Evet son zamanlarda sosyal medyada durumumuzun özeti tam olarak da bu aslında. Maalesef ortak bir akıl geliştiremedik ve gelinen noktada üzülerek söylüyorum ki vicdanımızı yitirmiş bulunmaktayız. Karaya (siyasi bir söylem sanılmasın) ak yani beyaz denilmesi isteniyor. Ya da beyaza kara denilmesi. Kara karaysa ona beyaz diyeceksin diye diretilmesi akıl ve vicdan sahipleri için büyük bir zulümdür. Bu durum vicdan sahiplerini yaralıyor ve zaten mesafeli yaklaştıkları bu ortamlardan uzaklaştırıyor. Diyalog ortamı tamamen kalkmış durumda. Gri renge yer yok. Eğlenceye de yer yok. O da tek tipleştirilmiş durumda. (Sadece belirli tarzda birbirinin aynısı fenomen hesapların durumu da ortada.)

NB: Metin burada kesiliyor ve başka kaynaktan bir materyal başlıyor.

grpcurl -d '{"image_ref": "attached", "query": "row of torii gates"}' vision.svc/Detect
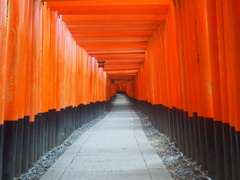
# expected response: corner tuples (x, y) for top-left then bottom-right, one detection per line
(0, 0), (239, 180)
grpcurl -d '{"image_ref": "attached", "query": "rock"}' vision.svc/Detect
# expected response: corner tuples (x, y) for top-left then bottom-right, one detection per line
(15, 110), (110, 180)
(133, 106), (209, 180)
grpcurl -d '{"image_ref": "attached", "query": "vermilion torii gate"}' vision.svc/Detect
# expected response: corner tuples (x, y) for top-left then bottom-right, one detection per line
(0, 0), (239, 179)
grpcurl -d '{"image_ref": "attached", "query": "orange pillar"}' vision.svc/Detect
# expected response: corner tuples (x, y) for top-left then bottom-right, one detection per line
(3, 0), (22, 179)
(222, 0), (240, 179)
(0, 0), (7, 178)
(0, 0), (7, 125)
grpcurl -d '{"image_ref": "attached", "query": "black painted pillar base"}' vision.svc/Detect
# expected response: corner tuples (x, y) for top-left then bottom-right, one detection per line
(40, 113), (45, 158)
(230, 127), (238, 180)
(204, 118), (216, 179)
(179, 110), (186, 155)
(172, 108), (177, 145)
(230, 126), (238, 180)
(3, 121), (18, 180)
(198, 116), (208, 170)
(0, 124), (3, 180)
(28, 121), (34, 169)
(236, 130), (240, 180)
(43, 112), (49, 153)
(48, 110), (53, 151)
(189, 116), (196, 161)
(214, 121), (225, 180)
(222, 123), (232, 180)
(52, 110), (56, 149)
(33, 115), (38, 162)
(45, 112), (50, 153)
(36, 114), (41, 160)
(126, 97), (240, 180)
(183, 111), (191, 157)
(55, 111), (60, 146)
(193, 113), (200, 165)
(174, 108), (182, 147)
(22, 116), (29, 173)
(169, 108), (174, 142)
(15, 118), (24, 177)
(59, 109), (65, 144)
(0, 99), (115, 179)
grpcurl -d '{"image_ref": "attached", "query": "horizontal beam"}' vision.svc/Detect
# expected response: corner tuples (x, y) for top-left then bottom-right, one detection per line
(104, 66), (141, 70)
(69, 27), (158, 32)
(96, 58), (145, 62)
(78, 42), (148, 46)
(67, 24), (159, 28)
(105, 64), (142, 66)
(88, 50), (146, 55)
(87, 48), (146, 55)
(46, 0), (169, 7)
(107, 70), (138, 74)
(107, 70), (138, 75)
(109, 76), (136, 79)
(73, 34), (152, 38)
(50, 5), (168, 11)
(72, 31), (154, 35)
(62, 14), (166, 22)
(94, 53), (145, 57)
(109, 74), (137, 76)
(80, 44), (148, 50)
(104, 59), (144, 62)
(109, 78), (134, 81)
(75, 37), (150, 43)
(65, 21), (164, 25)
(108, 76), (136, 79)
(107, 76), (137, 79)
(105, 65), (142, 68)
(104, 67), (140, 71)
(42, 0), (164, 84)
(113, 80), (132, 84)
(50, 6), (168, 15)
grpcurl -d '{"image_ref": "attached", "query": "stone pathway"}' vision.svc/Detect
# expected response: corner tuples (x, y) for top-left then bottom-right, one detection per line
(40, 94), (172, 180)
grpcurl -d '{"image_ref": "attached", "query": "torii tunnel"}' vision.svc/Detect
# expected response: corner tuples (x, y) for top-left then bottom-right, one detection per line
(0, 0), (240, 179)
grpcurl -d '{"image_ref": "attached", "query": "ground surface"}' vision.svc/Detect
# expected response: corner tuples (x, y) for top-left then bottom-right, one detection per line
(132, 107), (210, 180)
(15, 111), (110, 180)
(16, 100), (210, 180)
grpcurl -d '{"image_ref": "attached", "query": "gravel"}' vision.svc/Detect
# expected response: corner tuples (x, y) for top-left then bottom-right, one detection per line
(14, 111), (110, 180)
(132, 106), (211, 180)
(15, 104), (211, 180)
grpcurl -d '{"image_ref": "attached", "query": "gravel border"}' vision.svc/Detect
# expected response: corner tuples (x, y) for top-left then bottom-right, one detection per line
(15, 102), (211, 180)
(15, 111), (110, 180)
(132, 106), (211, 180)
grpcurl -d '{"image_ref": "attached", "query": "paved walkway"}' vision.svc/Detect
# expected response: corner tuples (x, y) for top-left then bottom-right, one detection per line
(40, 94), (173, 180)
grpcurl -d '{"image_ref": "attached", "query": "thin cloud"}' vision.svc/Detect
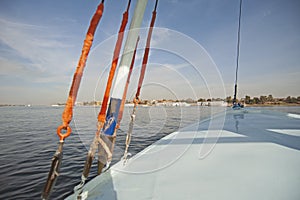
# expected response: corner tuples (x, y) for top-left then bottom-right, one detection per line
(0, 17), (77, 82)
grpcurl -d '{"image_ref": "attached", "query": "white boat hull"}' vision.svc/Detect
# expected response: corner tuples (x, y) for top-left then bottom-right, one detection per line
(67, 109), (300, 200)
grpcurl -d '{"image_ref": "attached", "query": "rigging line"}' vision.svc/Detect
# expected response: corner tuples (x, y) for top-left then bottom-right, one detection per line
(58, 1), (105, 141)
(104, 37), (140, 169)
(42, 1), (105, 199)
(98, 0), (131, 125)
(135, 0), (158, 99)
(97, 37), (140, 176)
(117, 37), (140, 129)
(96, 0), (132, 176)
(235, 0), (242, 85)
(74, 0), (132, 192)
(123, 0), (158, 163)
(96, 0), (148, 178)
(234, 0), (243, 102)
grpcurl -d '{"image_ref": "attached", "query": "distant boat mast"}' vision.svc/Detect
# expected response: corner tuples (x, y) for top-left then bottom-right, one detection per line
(233, 0), (243, 103)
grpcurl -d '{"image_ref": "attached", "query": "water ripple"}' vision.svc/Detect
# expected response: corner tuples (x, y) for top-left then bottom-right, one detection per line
(2, 106), (290, 199)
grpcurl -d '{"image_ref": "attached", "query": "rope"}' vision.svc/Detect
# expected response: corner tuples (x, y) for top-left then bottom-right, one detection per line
(57, 1), (105, 141)
(98, 0), (131, 125)
(96, 37), (140, 175)
(123, 0), (158, 164)
(42, 2), (104, 199)
(122, 103), (137, 163)
(233, 0), (242, 103)
(135, 1), (157, 99)
(117, 36), (140, 129)
(75, 0), (132, 191)
(96, 0), (132, 176)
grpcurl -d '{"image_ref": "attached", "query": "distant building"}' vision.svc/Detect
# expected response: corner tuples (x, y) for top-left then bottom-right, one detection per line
(197, 101), (227, 107)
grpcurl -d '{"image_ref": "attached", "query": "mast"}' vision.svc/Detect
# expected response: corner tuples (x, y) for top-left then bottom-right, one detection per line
(233, 0), (242, 103)
(95, 0), (149, 174)
(102, 0), (148, 137)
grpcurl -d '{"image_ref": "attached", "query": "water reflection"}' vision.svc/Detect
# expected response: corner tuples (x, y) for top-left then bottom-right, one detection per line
(233, 113), (244, 132)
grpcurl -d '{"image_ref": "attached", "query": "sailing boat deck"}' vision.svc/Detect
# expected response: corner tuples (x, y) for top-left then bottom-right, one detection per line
(67, 108), (300, 200)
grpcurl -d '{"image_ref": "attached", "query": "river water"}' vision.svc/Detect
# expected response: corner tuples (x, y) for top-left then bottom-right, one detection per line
(0, 105), (299, 199)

Siyasi konularda ise herkesin elinde nalıncı keseri. Herkes kendi düşüncesinin haklı olduğuna inanıyor inanmakla kalsa bir mesele yok elbette. İnandığını klavyenin de vermiş olduğu bir rahatlıkla karşı tarafa empoze etmeye çalışıyor yetmiyor hakaret ediyor. Sadece ben haklıyım kahrolsun karşımdaki herkes gibi sapkın bir düşünceyle nereye varılabilir? Maalesef gelinen noktada sağ duyuyu yitireli çok oldu. Bu işin uzmanları “herkes bir şekilde sosyal medyada yerini alsın, almalı” derken bunu kastetmemişti. Fakat üzülerek söylüyorum ki geldiğimiz nokta maalesef bu oldu.

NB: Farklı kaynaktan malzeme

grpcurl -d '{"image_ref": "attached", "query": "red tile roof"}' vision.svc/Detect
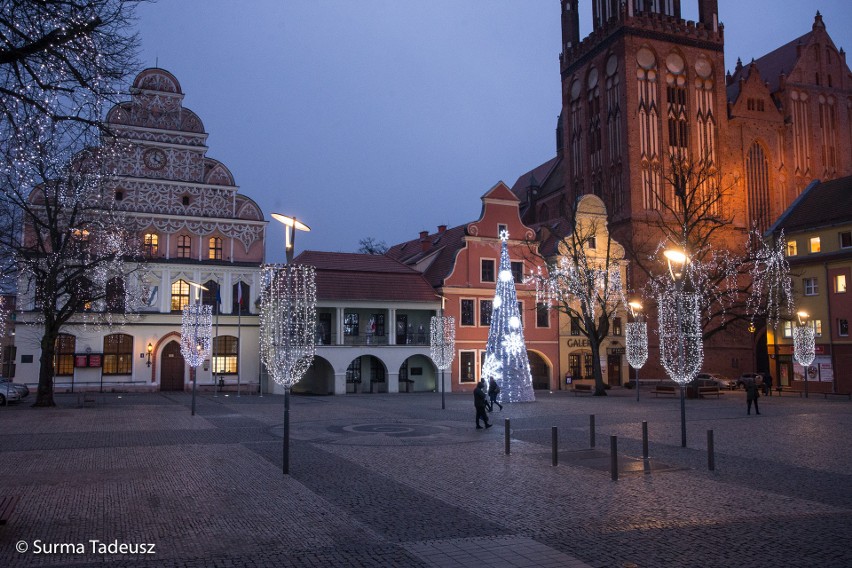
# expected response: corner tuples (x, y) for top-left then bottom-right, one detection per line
(768, 175), (852, 235)
(386, 224), (468, 288)
(293, 251), (438, 303)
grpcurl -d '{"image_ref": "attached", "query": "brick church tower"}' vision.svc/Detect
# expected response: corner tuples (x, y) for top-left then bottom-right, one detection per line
(513, 1), (852, 380)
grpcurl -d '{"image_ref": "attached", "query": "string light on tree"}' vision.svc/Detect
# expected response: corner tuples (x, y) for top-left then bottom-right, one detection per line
(482, 231), (535, 403)
(626, 301), (647, 402)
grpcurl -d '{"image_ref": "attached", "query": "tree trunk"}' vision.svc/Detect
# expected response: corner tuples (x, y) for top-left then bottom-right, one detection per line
(590, 337), (607, 396)
(33, 329), (59, 407)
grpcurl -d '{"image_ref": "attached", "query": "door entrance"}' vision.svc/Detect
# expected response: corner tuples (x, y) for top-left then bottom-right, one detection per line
(159, 341), (185, 391)
(607, 355), (622, 386)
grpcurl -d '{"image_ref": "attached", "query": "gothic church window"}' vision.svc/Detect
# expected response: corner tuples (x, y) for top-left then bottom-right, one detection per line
(791, 91), (810, 175)
(636, 47), (661, 210)
(746, 142), (771, 233)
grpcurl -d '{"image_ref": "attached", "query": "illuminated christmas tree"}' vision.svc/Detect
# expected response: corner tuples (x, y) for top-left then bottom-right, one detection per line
(482, 231), (535, 403)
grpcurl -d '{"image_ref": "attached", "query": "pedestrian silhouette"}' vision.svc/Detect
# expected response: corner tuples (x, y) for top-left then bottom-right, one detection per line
(487, 377), (503, 411)
(474, 379), (492, 429)
(763, 373), (773, 396)
(746, 380), (761, 415)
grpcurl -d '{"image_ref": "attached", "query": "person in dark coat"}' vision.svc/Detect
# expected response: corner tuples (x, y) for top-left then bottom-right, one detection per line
(487, 377), (503, 411)
(474, 380), (492, 429)
(746, 380), (761, 415)
(763, 373), (773, 396)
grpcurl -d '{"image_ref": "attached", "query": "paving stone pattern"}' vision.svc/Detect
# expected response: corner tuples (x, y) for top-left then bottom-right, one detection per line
(0, 388), (850, 567)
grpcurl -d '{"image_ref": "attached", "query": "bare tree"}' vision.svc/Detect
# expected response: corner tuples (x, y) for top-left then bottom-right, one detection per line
(358, 237), (388, 255)
(0, 0), (143, 406)
(530, 197), (626, 395)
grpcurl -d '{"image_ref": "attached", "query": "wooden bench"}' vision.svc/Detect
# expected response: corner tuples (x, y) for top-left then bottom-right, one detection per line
(697, 386), (721, 398)
(776, 388), (804, 397)
(822, 392), (852, 400)
(570, 383), (593, 396)
(0, 496), (19, 525)
(652, 385), (678, 397)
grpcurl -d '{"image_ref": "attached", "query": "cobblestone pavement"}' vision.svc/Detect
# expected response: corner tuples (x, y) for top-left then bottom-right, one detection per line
(0, 387), (850, 567)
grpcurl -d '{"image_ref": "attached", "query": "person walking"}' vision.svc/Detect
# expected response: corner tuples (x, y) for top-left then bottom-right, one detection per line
(474, 379), (492, 429)
(746, 379), (761, 415)
(487, 377), (503, 411)
(763, 373), (773, 396)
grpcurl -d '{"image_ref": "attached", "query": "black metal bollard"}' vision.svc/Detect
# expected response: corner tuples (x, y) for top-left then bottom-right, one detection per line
(610, 435), (618, 481)
(504, 418), (511, 455)
(590, 414), (596, 448)
(552, 426), (558, 466)
(707, 429), (715, 471)
(642, 421), (649, 460)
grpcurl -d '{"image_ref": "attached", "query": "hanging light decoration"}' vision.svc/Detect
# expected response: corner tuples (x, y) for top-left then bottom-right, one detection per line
(625, 321), (648, 370)
(430, 315), (455, 409)
(259, 264), (317, 388)
(793, 326), (815, 368)
(658, 290), (703, 385)
(483, 231), (535, 403)
(180, 304), (212, 367)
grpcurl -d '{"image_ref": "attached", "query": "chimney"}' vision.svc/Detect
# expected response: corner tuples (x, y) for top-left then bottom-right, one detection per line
(419, 230), (431, 252)
(437, 225), (447, 234)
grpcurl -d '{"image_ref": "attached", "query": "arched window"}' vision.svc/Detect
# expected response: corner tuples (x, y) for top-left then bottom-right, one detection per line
(746, 142), (771, 233)
(54, 334), (75, 376)
(171, 279), (191, 312)
(103, 333), (133, 375)
(212, 335), (238, 374)
(75, 276), (93, 312)
(177, 234), (192, 258)
(208, 237), (223, 260)
(143, 233), (159, 257)
(106, 277), (125, 312)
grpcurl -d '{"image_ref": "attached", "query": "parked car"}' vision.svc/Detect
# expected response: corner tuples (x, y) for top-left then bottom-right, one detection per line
(0, 382), (21, 405)
(737, 373), (764, 389)
(694, 373), (736, 390)
(0, 378), (29, 399)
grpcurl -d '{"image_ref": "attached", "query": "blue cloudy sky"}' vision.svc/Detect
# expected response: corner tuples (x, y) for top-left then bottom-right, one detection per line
(136, 1), (852, 263)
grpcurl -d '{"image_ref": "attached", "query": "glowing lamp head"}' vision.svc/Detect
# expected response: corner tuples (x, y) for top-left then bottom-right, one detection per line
(797, 311), (810, 325)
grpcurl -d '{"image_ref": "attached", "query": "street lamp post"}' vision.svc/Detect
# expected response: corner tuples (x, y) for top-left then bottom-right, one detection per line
(271, 213), (311, 264)
(626, 301), (647, 402)
(794, 311), (815, 399)
(659, 248), (703, 448)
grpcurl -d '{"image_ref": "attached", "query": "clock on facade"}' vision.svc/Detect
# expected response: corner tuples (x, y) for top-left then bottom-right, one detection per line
(143, 148), (167, 170)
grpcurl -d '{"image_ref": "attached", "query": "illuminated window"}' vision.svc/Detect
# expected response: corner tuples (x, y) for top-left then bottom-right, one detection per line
(786, 240), (798, 256)
(103, 334), (132, 375)
(809, 236), (821, 253)
(177, 235), (192, 258)
(613, 317), (623, 336)
(344, 313), (359, 336)
(782, 321), (793, 338)
(171, 279), (191, 312)
(811, 320), (822, 337)
(212, 336), (238, 374)
(54, 334), (75, 376)
(208, 237), (223, 260)
(143, 233), (158, 257)
(836, 274), (847, 293)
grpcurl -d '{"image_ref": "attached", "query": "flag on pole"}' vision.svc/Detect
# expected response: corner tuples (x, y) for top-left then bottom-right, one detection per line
(215, 286), (222, 310)
(237, 282), (242, 308)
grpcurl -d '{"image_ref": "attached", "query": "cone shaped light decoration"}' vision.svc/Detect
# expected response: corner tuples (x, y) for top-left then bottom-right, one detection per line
(658, 291), (703, 385)
(482, 231), (535, 403)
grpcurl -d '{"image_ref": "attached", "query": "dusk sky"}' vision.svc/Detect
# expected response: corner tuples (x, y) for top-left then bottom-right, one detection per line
(136, 1), (852, 263)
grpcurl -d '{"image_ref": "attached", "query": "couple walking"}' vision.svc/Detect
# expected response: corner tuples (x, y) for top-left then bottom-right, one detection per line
(474, 378), (502, 429)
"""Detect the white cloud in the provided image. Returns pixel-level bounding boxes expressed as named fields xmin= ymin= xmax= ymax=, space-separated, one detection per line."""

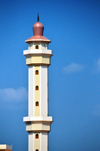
xmin=0 ymin=87 xmax=28 ymax=102
xmin=63 ymin=62 xmax=85 ymax=73
xmin=93 ymin=104 xmax=100 ymax=116
xmin=93 ymin=58 xmax=100 ymax=73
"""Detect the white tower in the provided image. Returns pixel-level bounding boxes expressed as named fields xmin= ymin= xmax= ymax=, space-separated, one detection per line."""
xmin=23 ymin=17 xmax=53 ymax=151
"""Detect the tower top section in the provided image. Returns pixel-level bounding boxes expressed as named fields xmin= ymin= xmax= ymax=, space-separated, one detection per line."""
xmin=25 ymin=20 xmax=51 ymax=43
xmin=33 ymin=22 xmax=44 ymax=36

Şu anda gelinen nokta bir olay karşısında birisi kişisel olarak kendi düşüncesini belirttiğinde karşıt görüşlü kişiler tarafından linç ediliyor. En büyük taciz bireye yapılan psikolojik baskılardır. Bu psikolojik baskıya maruz kalan bireylerhemen tu kaka ilan ediliyor ve belirli bir müddet sonra sosyal ağları terk etmek zorunda kalıyorlar. Bu mu özgürlük? bu mu sosyal ağların bizlere vaat ettiği dünya hayatı?

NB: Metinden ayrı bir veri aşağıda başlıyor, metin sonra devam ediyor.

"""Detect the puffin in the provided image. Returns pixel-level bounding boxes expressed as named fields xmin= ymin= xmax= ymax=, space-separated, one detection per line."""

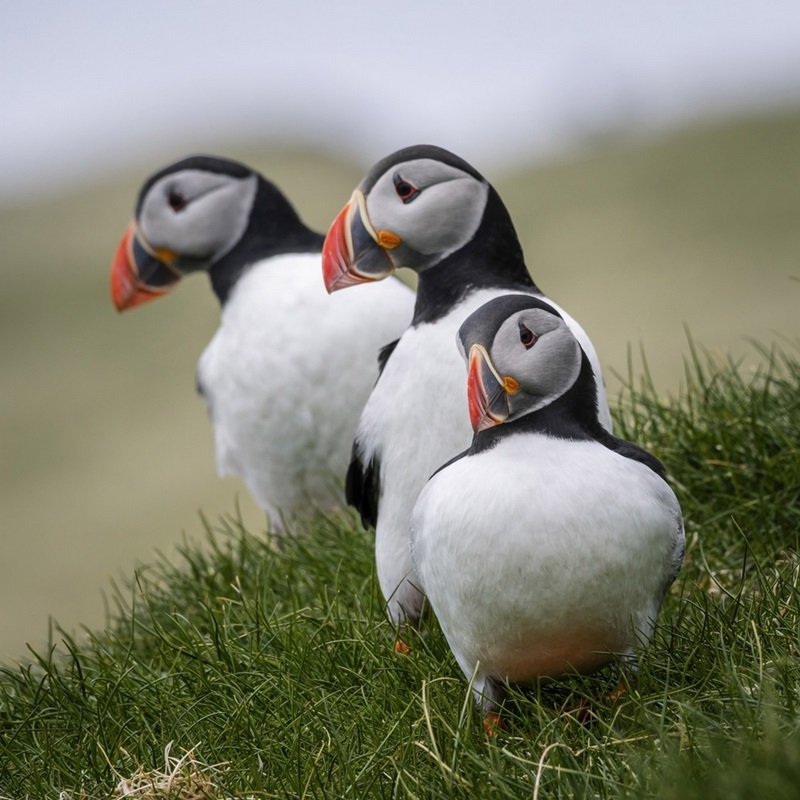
xmin=321 ymin=145 xmax=613 ymax=631
xmin=409 ymin=294 xmax=685 ymax=720
xmin=110 ymin=155 xmax=414 ymax=525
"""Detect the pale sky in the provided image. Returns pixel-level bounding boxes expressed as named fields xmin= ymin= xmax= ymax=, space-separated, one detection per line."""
xmin=2 ymin=0 xmax=800 ymax=203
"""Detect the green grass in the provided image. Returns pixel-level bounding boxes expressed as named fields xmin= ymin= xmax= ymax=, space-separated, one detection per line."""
xmin=3 ymin=110 xmax=800 ymax=659
xmin=1 ymin=341 xmax=799 ymax=798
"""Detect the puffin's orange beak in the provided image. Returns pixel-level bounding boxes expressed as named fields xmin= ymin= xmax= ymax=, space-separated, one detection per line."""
xmin=466 ymin=345 xmax=514 ymax=433
xmin=321 ymin=191 xmax=396 ymax=293
xmin=110 ymin=222 xmax=181 ymax=312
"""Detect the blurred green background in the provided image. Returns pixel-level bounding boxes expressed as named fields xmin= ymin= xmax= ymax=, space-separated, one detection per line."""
xmin=1 ymin=110 xmax=799 ymax=660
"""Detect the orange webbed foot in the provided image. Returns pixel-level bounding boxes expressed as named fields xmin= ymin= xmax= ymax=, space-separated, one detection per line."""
xmin=483 ymin=710 xmax=504 ymax=735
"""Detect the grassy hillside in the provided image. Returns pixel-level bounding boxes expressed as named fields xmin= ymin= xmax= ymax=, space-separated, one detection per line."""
xmin=1 ymin=110 xmax=799 ymax=660
xmin=1 ymin=344 xmax=799 ymax=798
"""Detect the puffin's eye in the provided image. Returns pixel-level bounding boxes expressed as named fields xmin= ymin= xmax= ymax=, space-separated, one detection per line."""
xmin=519 ymin=322 xmax=537 ymax=349
xmin=167 ymin=190 xmax=188 ymax=212
xmin=393 ymin=172 xmax=420 ymax=204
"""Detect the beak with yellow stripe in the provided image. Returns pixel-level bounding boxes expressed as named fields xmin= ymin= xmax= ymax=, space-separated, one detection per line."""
xmin=466 ymin=344 xmax=520 ymax=433
xmin=110 ymin=222 xmax=183 ymax=311
xmin=321 ymin=145 xmax=493 ymax=295
xmin=322 ymin=190 xmax=401 ymax=293
xmin=458 ymin=294 xmax=587 ymax=434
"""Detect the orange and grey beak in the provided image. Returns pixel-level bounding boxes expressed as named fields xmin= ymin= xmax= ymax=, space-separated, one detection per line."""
xmin=110 ymin=222 xmax=182 ymax=311
xmin=322 ymin=191 xmax=399 ymax=293
xmin=466 ymin=345 xmax=519 ymax=433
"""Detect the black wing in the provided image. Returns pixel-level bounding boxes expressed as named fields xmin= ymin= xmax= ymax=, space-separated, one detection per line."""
xmin=377 ymin=338 xmax=400 ymax=380
xmin=345 ymin=338 xmax=403 ymax=528
xmin=597 ymin=431 xmax=667 ymax=480
xmin=345 ymin=338 xmax=400 ymax=527
xmin=345 ymin=439 xmax=381 ymax=529
xmin=429 ymin=447 xmax=470 ymax=480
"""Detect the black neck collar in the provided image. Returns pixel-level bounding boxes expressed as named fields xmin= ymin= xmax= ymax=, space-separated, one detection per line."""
xmin=466 ymin=354 xmax=667 ymax=480
xmin=411 ymin=186 xmax=538 ymax=326
xmin=470 ymin=353 xmax=601 ymax=453
xmin=209 ymin=177 xmax=324 ymax=305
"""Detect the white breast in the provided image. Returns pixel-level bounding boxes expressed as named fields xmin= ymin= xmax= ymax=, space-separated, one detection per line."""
xmin=358 ymin=286 xmax=612 ymax=624
xmin=362 ymin=289 xmax=505 ymax=621
xmin=410 ymin=434 xmax=683 ymax=685
xmin=197 ymin=252 xmax=414 ymax=522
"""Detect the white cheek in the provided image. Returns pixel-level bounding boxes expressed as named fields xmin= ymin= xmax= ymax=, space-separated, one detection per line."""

Elbette küfür ve hakaret olmadığı müddetçe her türlü eleştiriyi kabullenmeliyiz. Haklı, haksız, yanlış, doğru ayrımı yapmaksızın her görüşe gereken özeni göstermeliyiz. Kişileri engelleyerek, yok sayarak bir yere varamayız. Sosyal ağlarda o kişiyi engelleyerek, görmezden gelerek o fikriyatı silmiş olmuyoruz. Sokakta, otobüste, evde, misafirlikte, iş yerinde o düşünce karşımıza çıkmayacak mı? Zekice yorumlar yapmaktan kaçınıp, üşenip ( iyi niyetli düşünelim) cevap vermeyip kolay işimize geldiği gibi o kişiyi engelleyip kendi dünya görüşümüze yakın arkadaşlara spamlatmak sosyal ağların ruhuna aykırıdır.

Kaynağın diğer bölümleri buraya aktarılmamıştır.